I was reading through the recap from Cisco’s AI Summit, where Matt Garman, Jensen Huang, Sam Altman, Marc Andreessen, and about a dozen other leaders who are literally building the AI economy, all came together.

And one thing really stood out at me.

Despite representing very different companies and perspectives, they kept circling back to the same point: the AI adoption challenge for businesses isn’t models or infrastructure anymore. It’s clarity. Trust. And all that legacy friction we’ve been dragging around

The technology isn’t the issue anymore. The models work. The infrastructure is there. But most businesses are still stuck in proof-of-concept mode, unable to get AI running reliably in production. That’s not a technology problem. That’s an execution problem.

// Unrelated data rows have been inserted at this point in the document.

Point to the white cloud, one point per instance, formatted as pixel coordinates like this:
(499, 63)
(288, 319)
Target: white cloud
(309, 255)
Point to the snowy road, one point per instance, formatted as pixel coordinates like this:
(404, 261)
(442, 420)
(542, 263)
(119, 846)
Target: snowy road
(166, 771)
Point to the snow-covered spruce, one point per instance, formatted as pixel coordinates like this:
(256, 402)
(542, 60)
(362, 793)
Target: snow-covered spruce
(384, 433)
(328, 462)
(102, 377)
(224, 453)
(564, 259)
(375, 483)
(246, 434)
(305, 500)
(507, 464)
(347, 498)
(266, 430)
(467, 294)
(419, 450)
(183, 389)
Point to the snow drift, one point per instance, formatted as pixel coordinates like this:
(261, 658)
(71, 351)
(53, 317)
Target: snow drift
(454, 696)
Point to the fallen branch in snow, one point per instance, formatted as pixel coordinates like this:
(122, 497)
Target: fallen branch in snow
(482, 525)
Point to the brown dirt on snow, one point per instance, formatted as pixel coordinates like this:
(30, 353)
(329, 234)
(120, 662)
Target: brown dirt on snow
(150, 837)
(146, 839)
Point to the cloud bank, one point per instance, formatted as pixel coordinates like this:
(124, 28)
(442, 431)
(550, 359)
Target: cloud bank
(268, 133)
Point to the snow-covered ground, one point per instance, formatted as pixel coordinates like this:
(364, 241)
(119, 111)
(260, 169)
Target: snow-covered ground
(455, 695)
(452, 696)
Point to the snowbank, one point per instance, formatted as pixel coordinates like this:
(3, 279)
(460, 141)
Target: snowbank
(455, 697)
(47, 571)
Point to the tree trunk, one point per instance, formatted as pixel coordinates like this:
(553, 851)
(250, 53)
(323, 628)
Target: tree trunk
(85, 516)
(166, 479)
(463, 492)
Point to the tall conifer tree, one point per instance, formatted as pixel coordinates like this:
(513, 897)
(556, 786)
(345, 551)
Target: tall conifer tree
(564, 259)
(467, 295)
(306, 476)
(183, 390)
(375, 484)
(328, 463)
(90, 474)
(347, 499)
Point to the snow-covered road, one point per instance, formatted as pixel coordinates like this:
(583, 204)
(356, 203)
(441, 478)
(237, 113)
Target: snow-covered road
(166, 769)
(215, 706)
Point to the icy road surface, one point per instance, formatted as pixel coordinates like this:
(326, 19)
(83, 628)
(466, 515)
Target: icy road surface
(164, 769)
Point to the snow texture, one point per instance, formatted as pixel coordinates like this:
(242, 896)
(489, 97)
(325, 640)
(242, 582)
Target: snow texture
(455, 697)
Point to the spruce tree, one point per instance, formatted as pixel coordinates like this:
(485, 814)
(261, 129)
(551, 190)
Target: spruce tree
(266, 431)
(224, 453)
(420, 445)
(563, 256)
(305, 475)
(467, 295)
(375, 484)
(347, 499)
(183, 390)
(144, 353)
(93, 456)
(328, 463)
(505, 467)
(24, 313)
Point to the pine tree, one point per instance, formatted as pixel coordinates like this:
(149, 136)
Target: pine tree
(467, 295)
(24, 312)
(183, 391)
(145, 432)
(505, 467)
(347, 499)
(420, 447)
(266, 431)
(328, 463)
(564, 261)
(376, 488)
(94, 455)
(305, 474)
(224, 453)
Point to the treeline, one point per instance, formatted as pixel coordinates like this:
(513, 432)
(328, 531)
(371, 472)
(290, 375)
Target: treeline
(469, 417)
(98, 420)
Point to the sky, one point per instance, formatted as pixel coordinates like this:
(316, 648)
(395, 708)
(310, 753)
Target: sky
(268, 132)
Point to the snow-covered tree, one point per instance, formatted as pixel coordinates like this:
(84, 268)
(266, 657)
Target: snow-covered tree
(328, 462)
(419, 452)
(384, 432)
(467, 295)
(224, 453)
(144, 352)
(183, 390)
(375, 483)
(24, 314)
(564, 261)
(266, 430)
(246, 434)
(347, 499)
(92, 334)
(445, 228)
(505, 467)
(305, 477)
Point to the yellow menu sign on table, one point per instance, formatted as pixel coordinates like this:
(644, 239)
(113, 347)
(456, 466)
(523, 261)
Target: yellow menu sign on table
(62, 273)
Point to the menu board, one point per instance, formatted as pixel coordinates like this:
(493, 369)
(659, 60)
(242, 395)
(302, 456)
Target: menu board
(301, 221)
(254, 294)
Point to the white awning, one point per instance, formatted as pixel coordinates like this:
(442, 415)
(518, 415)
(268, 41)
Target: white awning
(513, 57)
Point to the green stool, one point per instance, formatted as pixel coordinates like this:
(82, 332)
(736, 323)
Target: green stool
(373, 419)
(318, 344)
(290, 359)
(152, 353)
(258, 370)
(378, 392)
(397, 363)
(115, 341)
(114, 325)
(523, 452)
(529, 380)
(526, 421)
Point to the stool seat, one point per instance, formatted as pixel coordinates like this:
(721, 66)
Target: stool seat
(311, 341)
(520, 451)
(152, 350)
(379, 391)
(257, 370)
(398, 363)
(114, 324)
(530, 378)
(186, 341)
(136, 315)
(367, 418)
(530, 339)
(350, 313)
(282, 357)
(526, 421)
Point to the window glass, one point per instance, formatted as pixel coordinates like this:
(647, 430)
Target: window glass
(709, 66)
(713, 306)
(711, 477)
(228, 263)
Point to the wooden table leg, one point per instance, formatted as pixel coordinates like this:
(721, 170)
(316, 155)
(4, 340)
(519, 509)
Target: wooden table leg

Why Business AI Adoption Stalls: Too Many Options, Not Enough Direction

The thing about the AI market right now, is that it’s massive. There are a hundred different areas where you could move the needle, which is great, but also the problem. Companies are drowning in options while simultaneously starving for direction.

What really struck me from the summit wasn’t any single announcement, but how consistent the themes were:

  • Customers don’t lack AI tools. They lack clarity on what they’re actually trying to accomplish.
  • Data governance and trust are prerequisites, not nice-to-haves. And most organizations aren’t there yet.
  • Legacy systems aren’t just inconvenient — they’re actively blocking AI adoption.
  • Pilots that never make it to production? That’s the norm, not the exception.

If you’re a partner in this space, the message is clear: stop selling more AI tools. Start helping your customers actually use them.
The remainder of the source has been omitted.